Pain points and usability issues impact the user experience. Still, they differ because pain points are user-specific and may not affect all users, while usability issues affect all users. Or in other words — every usability issue will be a pain point, but not every pain point will be a usability issue. To create a successful user experience, you’ll need to identify pain points and usability issues and address them in the product design process.

Optimizing processes to address pain points 

By understanding and addressing problems, designers and business owners can create products and services with a positive user experience. Here’s how:

1. Conduct user research

The more you know about your customers and how they interact with your product or service, the better. Collect data via surveys, interviews, usability testing, A/B tests, analytics, and social media. User research aims to understand behaviors, needs, and frustrations. 

2. Analyze user data

Once user research is complete, it’s time to analyze the collected data. Observing common themes and patterns will identify pain points and prioritize the primary issues impacting users.

3. Create user personas

User personas are fictional representations of typical users that help product designers understand the needs and motivations of different user groups. 

User persona template available in Cacoo 

This can be shared with stakeholders to ensure that everyone involved in the design process understands the target user clearly.

4. Map user journeys

A user journey is a path a user takes to complete a task. Plotting the A-Z of your user journey via a customer journey map can help you identify pain points that occur along the way. It also allows designers to understand how different pain points are interconnected.

Customer journey map available in Cacoo

5. Prioritize pain points

Not all pain points are equal. Some pain points may be minor inconveniences, while others may be critical issues preventing users from completing tasks. It’s essential to prioritize these based on their impact on the user experience and how many users the issue affects.

6. Address pain points

Your fix could encompass design changes, user interface improvements, training for the team, or providing additional support and resources to users. Here are some popular approaches you might want to consider:

  • Redesign user interface: This could involve simplifying the interface, making buttons and controls more prominent, or providing visual cues to guide the user. Be sure to run A/B tests to get feedback on your changes.
  • Provide additional support: If users struggle with a particular task, providing other support resources such as tutorials, FAQs, or improved customer service can help address the pain point.
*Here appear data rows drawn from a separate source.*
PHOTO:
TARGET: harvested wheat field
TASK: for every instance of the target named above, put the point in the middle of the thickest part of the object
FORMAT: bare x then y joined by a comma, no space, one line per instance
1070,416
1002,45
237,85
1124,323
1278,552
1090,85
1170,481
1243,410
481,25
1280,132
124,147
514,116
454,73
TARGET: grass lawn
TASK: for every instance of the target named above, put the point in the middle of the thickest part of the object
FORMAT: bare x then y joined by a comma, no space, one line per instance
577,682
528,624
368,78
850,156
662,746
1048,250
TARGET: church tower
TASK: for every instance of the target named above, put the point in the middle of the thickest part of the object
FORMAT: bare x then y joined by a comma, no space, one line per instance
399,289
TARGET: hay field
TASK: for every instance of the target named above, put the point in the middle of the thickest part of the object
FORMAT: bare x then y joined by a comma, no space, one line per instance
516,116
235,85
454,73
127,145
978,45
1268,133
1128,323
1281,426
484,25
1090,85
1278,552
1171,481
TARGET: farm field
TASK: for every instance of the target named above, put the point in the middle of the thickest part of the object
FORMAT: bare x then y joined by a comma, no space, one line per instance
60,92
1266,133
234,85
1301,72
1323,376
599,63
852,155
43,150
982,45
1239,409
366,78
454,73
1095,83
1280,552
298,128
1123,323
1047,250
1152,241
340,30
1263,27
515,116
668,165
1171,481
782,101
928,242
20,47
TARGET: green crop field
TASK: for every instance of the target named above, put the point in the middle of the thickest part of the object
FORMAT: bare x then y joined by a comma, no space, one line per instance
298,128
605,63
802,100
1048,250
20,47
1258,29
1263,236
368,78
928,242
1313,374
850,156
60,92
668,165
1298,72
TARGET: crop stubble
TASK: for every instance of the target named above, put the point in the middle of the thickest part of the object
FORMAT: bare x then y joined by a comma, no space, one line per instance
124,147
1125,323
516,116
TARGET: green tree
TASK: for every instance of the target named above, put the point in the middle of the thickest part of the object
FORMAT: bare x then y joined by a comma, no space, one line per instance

These resources should be easy to access.
  • Improve the product or service: If a pain point is caused by a fundamental flaw in the product or service, addressing the root cause of the issue can help improve the user experience. This could involve adding new features, enhancing the quality of the product, or streamlining the user flow. Try running a root cause analysis to get to the bottom of your issue if it’s not immediately apparent. 
  • Iterate and test: It’s important to test the changes with users to ensure they are effective. This could involve conducting user testing, gathering feedback through surveys or interviews, or monitoring user behavior through analytics.
  • Communicate with stakeholders: To have a happy set of stakeholders, transparency is vital. Provide regular updates on progress, share user feedback, or collaborate on design solutions.

And remember, this isn’t a one-and-done job. Pain points can pop up anytime, so keep gathering feedback and listening to users to learn more about making your service the best it can be. 

Final thoughts

By understanding users’ needs, motivations, and behaviors, product designers and business owners can create experiences that are intuitive, user-friendly, and enjoyable.

Diagramming software is integral to this process, allowing designers to visualize complex processes and information clearly and concisely. With Cacoo, you can create user personas, iterate on diagrams, and collaborate in real-time, ensuring everyone involved clearly understands the user experience. 

With the right tools and a collaborative mindset, you’ll be well-positioned to eliminate pain points and drive business success.